The Kenya Revenue Authority (KRA) confirmed on Friday that traders will have to show proof of order and payment for the new Internet-enabled electronic tax registers (ETRs) before the Sunday, 31 August deadline, as the revenue agency tries to work around supply issues. “The Kenya Revenue Authority (KRA) would like to remind the public and all VAT-registered taxpayers that the deadline for the transition from the old electronic tax records (ETRs) to the updated ones is July 31, 2022. The KRA appreciates the taxpayers who have adapted so far and those who are working towards doing so,’ the authority said on Friday.
The new ETR will be connected via the Internet to the KRA’s systems, allowing it to monitor all transactions at the point of sale and merchants’ billing systems.
In addition to the updated ETR software, merchants will have to obtain software for the devices.
“KRA’s idea is to use technology to track sales in real time.
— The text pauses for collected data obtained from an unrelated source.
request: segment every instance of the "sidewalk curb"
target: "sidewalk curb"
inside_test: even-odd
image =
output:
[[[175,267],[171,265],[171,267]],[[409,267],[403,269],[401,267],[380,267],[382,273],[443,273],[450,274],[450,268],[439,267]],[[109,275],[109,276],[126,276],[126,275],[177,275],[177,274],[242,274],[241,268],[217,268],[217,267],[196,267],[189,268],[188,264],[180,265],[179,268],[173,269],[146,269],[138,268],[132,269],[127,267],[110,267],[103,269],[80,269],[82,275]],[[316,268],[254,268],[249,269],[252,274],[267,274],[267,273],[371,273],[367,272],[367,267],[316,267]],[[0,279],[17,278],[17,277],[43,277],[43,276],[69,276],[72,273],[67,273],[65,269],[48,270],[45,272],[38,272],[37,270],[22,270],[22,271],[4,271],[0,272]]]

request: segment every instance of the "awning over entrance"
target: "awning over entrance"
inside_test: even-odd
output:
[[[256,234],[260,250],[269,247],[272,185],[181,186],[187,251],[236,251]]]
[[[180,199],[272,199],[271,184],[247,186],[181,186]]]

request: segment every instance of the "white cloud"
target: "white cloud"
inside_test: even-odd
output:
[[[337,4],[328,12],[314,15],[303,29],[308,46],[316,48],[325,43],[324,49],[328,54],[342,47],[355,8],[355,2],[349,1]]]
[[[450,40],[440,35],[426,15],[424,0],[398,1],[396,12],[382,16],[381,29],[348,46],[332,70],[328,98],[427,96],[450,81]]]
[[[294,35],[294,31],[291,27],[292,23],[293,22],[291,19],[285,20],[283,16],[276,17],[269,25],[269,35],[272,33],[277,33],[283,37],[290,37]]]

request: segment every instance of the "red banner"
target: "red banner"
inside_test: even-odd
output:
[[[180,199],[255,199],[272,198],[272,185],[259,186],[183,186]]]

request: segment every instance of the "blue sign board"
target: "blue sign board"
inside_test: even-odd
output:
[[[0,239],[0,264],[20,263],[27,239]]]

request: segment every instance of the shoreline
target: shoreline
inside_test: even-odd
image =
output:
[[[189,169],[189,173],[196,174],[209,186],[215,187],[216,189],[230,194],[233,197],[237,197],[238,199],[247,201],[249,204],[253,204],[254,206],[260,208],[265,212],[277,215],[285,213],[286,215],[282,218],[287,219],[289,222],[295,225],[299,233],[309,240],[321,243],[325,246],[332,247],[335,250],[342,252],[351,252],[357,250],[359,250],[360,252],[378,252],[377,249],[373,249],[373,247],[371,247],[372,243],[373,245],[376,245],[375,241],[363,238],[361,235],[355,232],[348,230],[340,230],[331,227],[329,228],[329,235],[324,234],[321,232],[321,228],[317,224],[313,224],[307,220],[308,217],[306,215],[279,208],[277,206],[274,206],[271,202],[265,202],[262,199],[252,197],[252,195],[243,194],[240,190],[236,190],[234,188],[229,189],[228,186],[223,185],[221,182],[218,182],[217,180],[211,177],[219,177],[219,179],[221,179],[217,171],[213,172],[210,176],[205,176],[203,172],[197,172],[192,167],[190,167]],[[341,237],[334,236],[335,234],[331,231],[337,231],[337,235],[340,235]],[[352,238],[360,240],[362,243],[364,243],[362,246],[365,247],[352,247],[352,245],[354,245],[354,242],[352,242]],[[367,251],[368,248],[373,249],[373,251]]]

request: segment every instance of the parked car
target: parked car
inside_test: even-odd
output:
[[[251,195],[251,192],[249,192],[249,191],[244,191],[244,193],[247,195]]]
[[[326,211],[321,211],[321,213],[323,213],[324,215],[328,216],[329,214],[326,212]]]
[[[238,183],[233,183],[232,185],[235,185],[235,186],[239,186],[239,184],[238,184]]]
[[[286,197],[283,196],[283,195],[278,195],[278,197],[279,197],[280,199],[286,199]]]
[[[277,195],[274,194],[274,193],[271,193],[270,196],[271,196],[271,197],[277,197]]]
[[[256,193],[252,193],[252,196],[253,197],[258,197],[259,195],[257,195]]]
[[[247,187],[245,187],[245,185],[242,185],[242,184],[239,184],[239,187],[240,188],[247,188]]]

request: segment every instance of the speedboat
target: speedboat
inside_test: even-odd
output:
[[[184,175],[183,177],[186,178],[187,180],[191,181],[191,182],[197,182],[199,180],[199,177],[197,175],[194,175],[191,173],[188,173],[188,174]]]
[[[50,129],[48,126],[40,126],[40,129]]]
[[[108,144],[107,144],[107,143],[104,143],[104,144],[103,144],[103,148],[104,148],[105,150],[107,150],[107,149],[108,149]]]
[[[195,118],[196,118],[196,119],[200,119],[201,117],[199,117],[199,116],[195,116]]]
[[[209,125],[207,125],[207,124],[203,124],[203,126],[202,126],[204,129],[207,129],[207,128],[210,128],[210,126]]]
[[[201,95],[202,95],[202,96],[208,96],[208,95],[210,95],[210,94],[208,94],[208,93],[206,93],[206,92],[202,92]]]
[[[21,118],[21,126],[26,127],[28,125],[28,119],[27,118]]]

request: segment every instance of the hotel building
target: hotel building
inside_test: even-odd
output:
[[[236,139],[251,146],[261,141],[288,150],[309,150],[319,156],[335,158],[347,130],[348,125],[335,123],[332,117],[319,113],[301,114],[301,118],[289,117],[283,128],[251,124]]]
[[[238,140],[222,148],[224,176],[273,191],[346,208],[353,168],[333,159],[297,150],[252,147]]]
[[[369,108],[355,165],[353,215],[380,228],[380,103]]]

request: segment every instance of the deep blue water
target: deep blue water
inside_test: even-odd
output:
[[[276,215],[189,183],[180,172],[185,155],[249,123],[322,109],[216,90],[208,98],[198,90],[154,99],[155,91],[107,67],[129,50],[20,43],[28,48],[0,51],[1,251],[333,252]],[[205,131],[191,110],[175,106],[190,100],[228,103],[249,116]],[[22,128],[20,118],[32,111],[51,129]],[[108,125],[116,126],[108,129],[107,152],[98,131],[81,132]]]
So when someone makes a sale, they will know and the buyers’ iTax page will also be updated,’ Nikhil Hira, tax expert and business partner at Kody Africa LLP told Kenyan newspaper The Nation.
The new technology will allow the KRA to better monitor traders’ transactions, with the aim of minimising revenue losses and corruption incidents and replenishing the state coffers, which is one of the ways the government is reducing public debt.
Among the various innovations to fight corruption, the KRA recently stated that tax employees will have to wear webcams in order to monitor any illegal activities.